Desta vez, não somos que estamos falando. Não são as camponesas, não são estudantes, nem sem terra, nem com terra. 

Quem fala agora a vocês é o Instituto Nacional de Câncer José Alencar Gomes da Silva. Aquele mesmo que devem procurar quando vocês ou algum familiar forem acometidos pelo câncer. 

Diz o INCA, menos de um mês após vocês aprovarem o milho resistente ao 2,4-D, e um dia antes de provavelmente aprovarem o eucalipto transgênico:

"É importante destacar que a liberação do uso de sementes transgênicas no Brasil foi uma das responsáveis por colocar o país no primeiro lugar do ranking de consumo de agrotóxicos, uma vez que o cultivo dessas sementes geneticamente modificadas exigem o uso de grandes quantidades destes produtos."

Quem diz isso é a ciência, aquela que vocês tanto louvam.

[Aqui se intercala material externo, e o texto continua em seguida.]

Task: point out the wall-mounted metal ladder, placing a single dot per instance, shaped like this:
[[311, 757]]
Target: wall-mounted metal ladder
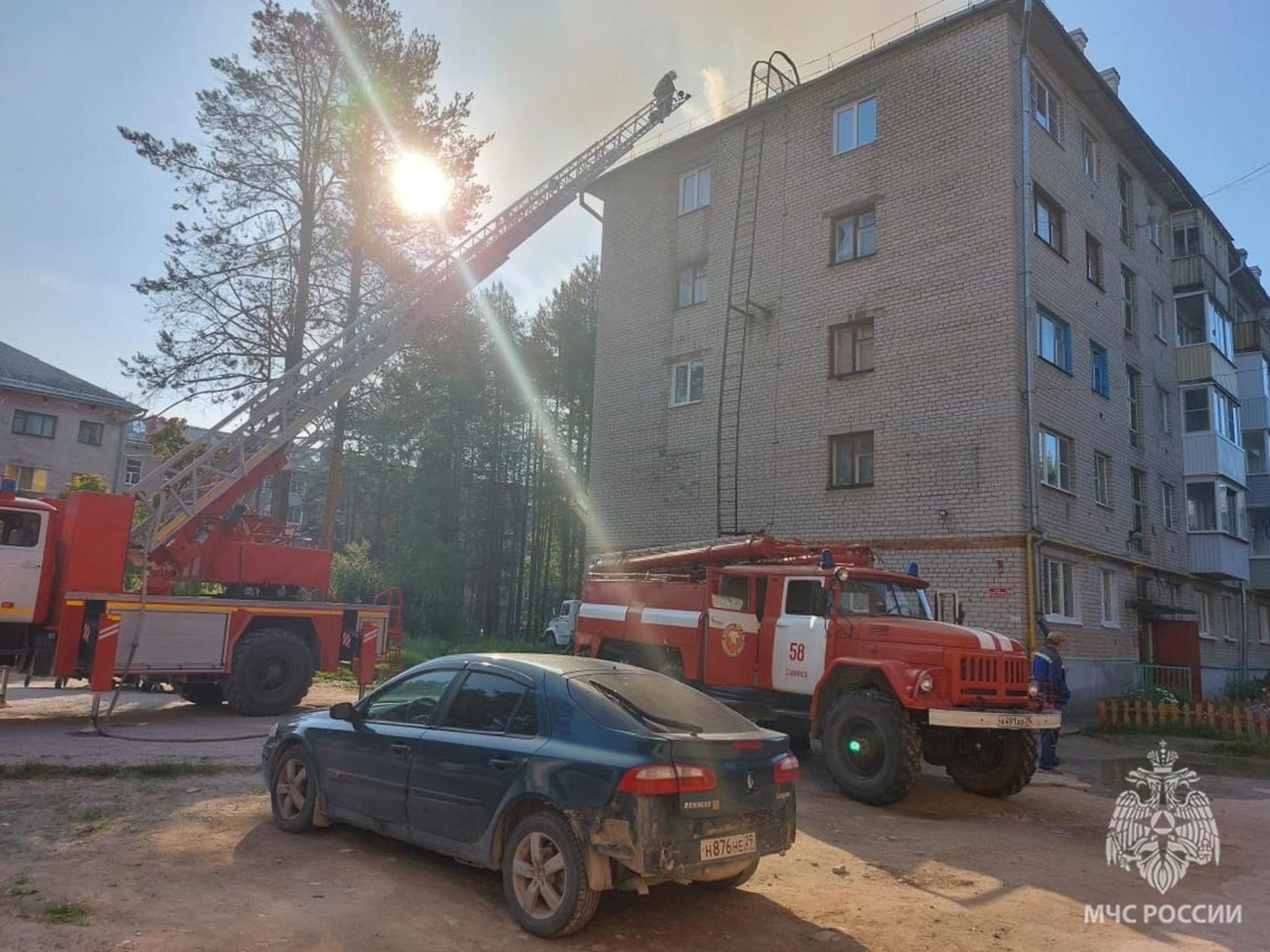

A sociedade brasileira - cientistas, camponesas e camponeses, moradores da cidade e do campo - roga-lhes que impeçam a aprovação de mais transgênicos.

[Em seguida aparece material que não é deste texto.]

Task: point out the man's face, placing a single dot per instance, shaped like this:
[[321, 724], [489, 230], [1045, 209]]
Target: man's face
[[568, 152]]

Leiam o posicionamento do INCA divulgado hoje: 
http://www1.inca.gov.br/inca/Arquivos/comunicacao/posicionamento_do_inca_sobre_os_agrotoxicos_06_abr_15.pdf

 

POSICIONAMENTO DO INSTITUTO NACIONAL DE CÂNCER JOSÉ ALENCAR GOMES DA SILVA ACERCA DOS AGROTÓXICOS

O Instituto Nacional de Câncer José Alencar Gomes da Silva (INCA), órgão do Ministério da Saúde, tem como missão apoiar este Ministério no desenvolvimento de ações integradas para prevenção e controle do câncer. Entre elas, estão incluídas pesquisas sobre os potenciais efeitos mutagênicos e carcinogênicos de substâncias e produtos utilizados pela população, bem como as atividades de comunicação e mobilização para seu controle, em parceria com outras instituições e representantes da sociedade.

O INCA, ao longo dos últimos anos, tem apoiado e participado de diferentes movimentos e ações de enfrentamento aos agrotóxicos, tais como a Campanha Permanente Contra os Agrotóxicos e Pela Vida, o Fórum Estadual de Combate aos Impactos dos Agrotóxicos do Estado do Rio de Janeiro, o Dossiê da Associação Brasileira de Saúde Coletiva (Abrasco) “Um alerta sobre os impactos dos agrotóxicos na saúde”, a Mesa de Controvérsias sobre Agrotóxicos do Conselho Nacional de Segurança Alimentar e Nutricional – Consea e os documentários “O Veneno Está na Mesa 1 e 2”, de Silvio Tendler.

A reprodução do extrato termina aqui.